My daughter had stocked my fridge with food but I didn’t even look at the fridge until day 2 when I realized that my freezer had some treats. Now, it’s not like I had forgotten about them during my 10- month hiatus from home. Last summer, when the price of lobster was low, I stashed several bags of these tasty crustaceans using my food processor. I had originally planned to take some with me up north last August but transporting frozen lobster can be tricky with the vagaries of travelling in the arctic. I had also frozen some Digby scallops, haddock and local strawberries. My quarantine was looking brighter by the moment.

Stress is an awful thing. Besides a chronic knee and back problem, I seemed to have added numerous other pain centres in my body during the past year. Truth be told, it seemed like every muscle and joint in my body ached. I drew a hot bath and sunk into a deep, hot tub of ecstasy. My joy was short lived. When I went to add more hot water, I could barely stretch to get to the taps, such was the sorry state of my body.

Two night earlier, I had stayed in a hotel in Montreal overnight. I have never paid much attention to the hand bars that they have for old people to get in and out of the tub. I found them helpful just getting in and out of the shower. So, I had come to the end of my bath and it was time to get out. I don’t have hand bars on my bathtub. Try as I might, I couldn’t push myself into an upright position. The combination of a slippery tub and a bad back was a toxic and dangerous situation. I rolled from side to side like a beached whale.
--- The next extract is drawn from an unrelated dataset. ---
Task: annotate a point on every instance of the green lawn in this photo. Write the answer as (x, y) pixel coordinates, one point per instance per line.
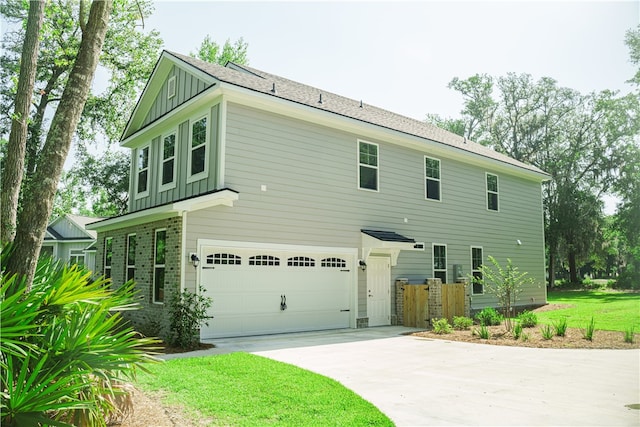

If I had had my phone handy, I might have been tempted to call James MacEachern and ask him to drop by the neighborhood with his boom truck.The last of the water trickled out of the tub. I was able to grab my towel and dry off the sides of the tub and eventually extricate myself. Jeez, getting old sucks.

I won’t bore you with too many details of the full week. I did get a Covid test (negative) on day 2 (as prescribed in my Covid travel plan) and was able to go for an hour walk every day which was a great blessing.

A few observations.

I was awoken the first morning by the sounds of birds. It was a most beautiful sound. Oddly, I feel a new oneness with birds having eaten the brain of a Canada Goose and the eyeballs of a ptarmagin! I also noticed the rustling of leaves, the smell of new mown grass, the delectable aroma of lilacs, the hoot of an owl and the unmistakable sound of a bald eagle in search of food (or a mate!), deer in the meadow, the gurgling of the Brierly Brook, the gentle patter of raindrops and the flitting of a butterfly.
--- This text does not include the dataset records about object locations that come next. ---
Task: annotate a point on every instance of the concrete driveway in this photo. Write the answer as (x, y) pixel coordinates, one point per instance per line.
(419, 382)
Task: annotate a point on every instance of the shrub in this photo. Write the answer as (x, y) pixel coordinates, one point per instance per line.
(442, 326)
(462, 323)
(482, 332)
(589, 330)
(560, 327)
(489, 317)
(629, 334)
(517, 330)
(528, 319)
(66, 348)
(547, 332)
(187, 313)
My glass is half full… more than half. Actually, it is overflowing with gratitude to have a safe and quiet place to decompress.

Beauty is indeed in the eye of the beholder. Just look around you.

My 4th quarantine has turned out to be a blessing and definitely not a curse.

Have a great week.

P.S. My work colleagues from the south had different departure dates. I was in the first group to leave. Last Thursday, one of my friends was scheduled to leave with her cat and dog. A blizzard highjacked those plans. Apparently, the cross-country skiing was excellent that day. Let that sink in.